Chaque plan, disions-nous, est donc l'occasion d'un micro-récit s'inscrivant à son tour dans le macro-récit du film et, en quelque sorte, la grande beauté de
La captive du désert, c'est que toutes ses « photographies » se suffisent en elles-mêmes. Chacune d'elles cache une histoire qu'il nous reste à découvrir, car absolument rien ne nous est dit alors qu'absolument tout nous est montré. Ici, il n'y a pas de mirage et comme dans les grandes histoires d'ingénues faisant face à l'immensité d'un territoire à découvrir, à conquérir (de
The Wind de Victor Sjöstrom à
The Big Sky d’Howard Hawks - certains le connaîtront mieux sous son titre français,
La captive aux yeux clairs), car une nouvelle cartographie du pays comme de la civilisation s'écrit à travers le regard hagard d'une femme.

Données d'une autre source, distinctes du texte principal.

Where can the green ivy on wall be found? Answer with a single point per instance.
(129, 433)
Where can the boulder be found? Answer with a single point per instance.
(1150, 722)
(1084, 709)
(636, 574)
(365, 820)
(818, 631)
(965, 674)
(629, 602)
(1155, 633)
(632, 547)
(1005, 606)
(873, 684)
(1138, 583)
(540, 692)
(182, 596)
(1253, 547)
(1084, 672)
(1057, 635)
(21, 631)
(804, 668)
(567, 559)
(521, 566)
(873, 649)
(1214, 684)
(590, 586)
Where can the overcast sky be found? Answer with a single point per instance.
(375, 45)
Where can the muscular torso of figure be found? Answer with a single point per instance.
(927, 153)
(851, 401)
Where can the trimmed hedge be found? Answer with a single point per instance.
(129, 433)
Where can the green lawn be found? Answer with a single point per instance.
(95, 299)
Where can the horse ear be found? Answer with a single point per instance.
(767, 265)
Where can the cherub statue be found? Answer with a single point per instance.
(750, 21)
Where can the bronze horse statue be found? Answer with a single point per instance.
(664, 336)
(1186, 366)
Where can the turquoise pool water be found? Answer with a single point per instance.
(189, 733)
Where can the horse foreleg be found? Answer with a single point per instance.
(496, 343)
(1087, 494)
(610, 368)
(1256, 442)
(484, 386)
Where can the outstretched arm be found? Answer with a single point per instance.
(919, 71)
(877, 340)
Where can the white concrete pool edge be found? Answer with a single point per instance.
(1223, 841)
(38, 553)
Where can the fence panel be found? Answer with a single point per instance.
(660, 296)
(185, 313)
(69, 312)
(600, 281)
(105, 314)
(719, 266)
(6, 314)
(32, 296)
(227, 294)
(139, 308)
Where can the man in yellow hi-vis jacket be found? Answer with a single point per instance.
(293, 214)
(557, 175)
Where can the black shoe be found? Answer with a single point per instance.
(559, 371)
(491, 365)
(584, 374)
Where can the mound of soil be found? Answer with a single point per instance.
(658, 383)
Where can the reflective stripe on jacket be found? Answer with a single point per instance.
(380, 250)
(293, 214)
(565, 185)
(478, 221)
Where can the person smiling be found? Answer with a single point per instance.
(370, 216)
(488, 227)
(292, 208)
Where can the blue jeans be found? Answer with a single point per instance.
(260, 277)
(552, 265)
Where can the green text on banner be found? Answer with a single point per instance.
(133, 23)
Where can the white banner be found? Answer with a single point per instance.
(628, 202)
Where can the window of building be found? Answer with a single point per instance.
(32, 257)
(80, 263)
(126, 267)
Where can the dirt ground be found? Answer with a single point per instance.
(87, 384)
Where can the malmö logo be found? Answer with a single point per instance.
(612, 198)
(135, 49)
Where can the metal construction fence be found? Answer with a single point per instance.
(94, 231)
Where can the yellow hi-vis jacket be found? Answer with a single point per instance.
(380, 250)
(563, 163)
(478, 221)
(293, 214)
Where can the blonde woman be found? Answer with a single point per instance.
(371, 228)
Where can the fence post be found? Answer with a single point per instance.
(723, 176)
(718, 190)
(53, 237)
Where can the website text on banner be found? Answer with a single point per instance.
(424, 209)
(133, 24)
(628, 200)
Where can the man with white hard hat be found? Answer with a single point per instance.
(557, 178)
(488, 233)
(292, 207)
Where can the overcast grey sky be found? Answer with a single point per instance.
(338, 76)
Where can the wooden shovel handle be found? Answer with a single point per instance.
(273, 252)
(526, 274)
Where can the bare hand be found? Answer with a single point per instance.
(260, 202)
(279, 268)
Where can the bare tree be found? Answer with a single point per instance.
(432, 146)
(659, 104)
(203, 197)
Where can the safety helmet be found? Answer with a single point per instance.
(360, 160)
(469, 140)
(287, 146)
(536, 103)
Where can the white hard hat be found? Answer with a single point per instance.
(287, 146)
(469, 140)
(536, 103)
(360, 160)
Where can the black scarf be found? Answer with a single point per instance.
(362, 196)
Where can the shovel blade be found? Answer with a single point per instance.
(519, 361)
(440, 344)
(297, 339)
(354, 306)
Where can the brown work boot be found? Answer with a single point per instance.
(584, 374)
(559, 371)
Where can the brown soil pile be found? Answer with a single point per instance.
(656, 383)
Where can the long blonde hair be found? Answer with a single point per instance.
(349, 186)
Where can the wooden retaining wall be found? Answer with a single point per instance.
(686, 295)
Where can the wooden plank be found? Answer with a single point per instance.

Cette reconquête de l'image africaine, Depardon la fait avec une douceur et un calme que l'on aura rarement observés d'un Occidental qui ne fait du continent ni le théâtre d'un conflit qui lui est foncièrement étranger, ni le berceau de l'humanité - appellation exotique, d'autant plus problématique parce que toujours aussi prégnante dans l'imaginaire populaire. Loin de la magie poétique des nouveaux auteurs africains (
Mahamat Saleh Haroun,
Abderrahmane Sissako) ou des anciens (
Souleymane Cissé, Idrissa Ouedraogo), loin de la satire politique (
Sembène Ousmane,
Cheick Oumar Sissoko), Depardon n'est pas non plus l'anthropologue qu'était Jean Rouch. En fait, sa maîtrise et sa connaissance des lieux acquise au fil de nombreuses expéditions en Afrique semblent avoir matelassé sa chaise de cinéaste et rendu l'exercice d'un tournage en désert plus confortable, plus propre à lui trouver une poésie de l'ordre de l'immanence plutôt que de la fascination rapidement révolue d'un premier coup d’oeil. C'est un peu de ce regard de vétéran qui transparaît dans
La captive du désert, un peu de cet amour des lieux, de cette compréhension des peuples qui participait à la création et à la diffusion de nouvelles images africaines... Combien y en a-t-il eu depuis?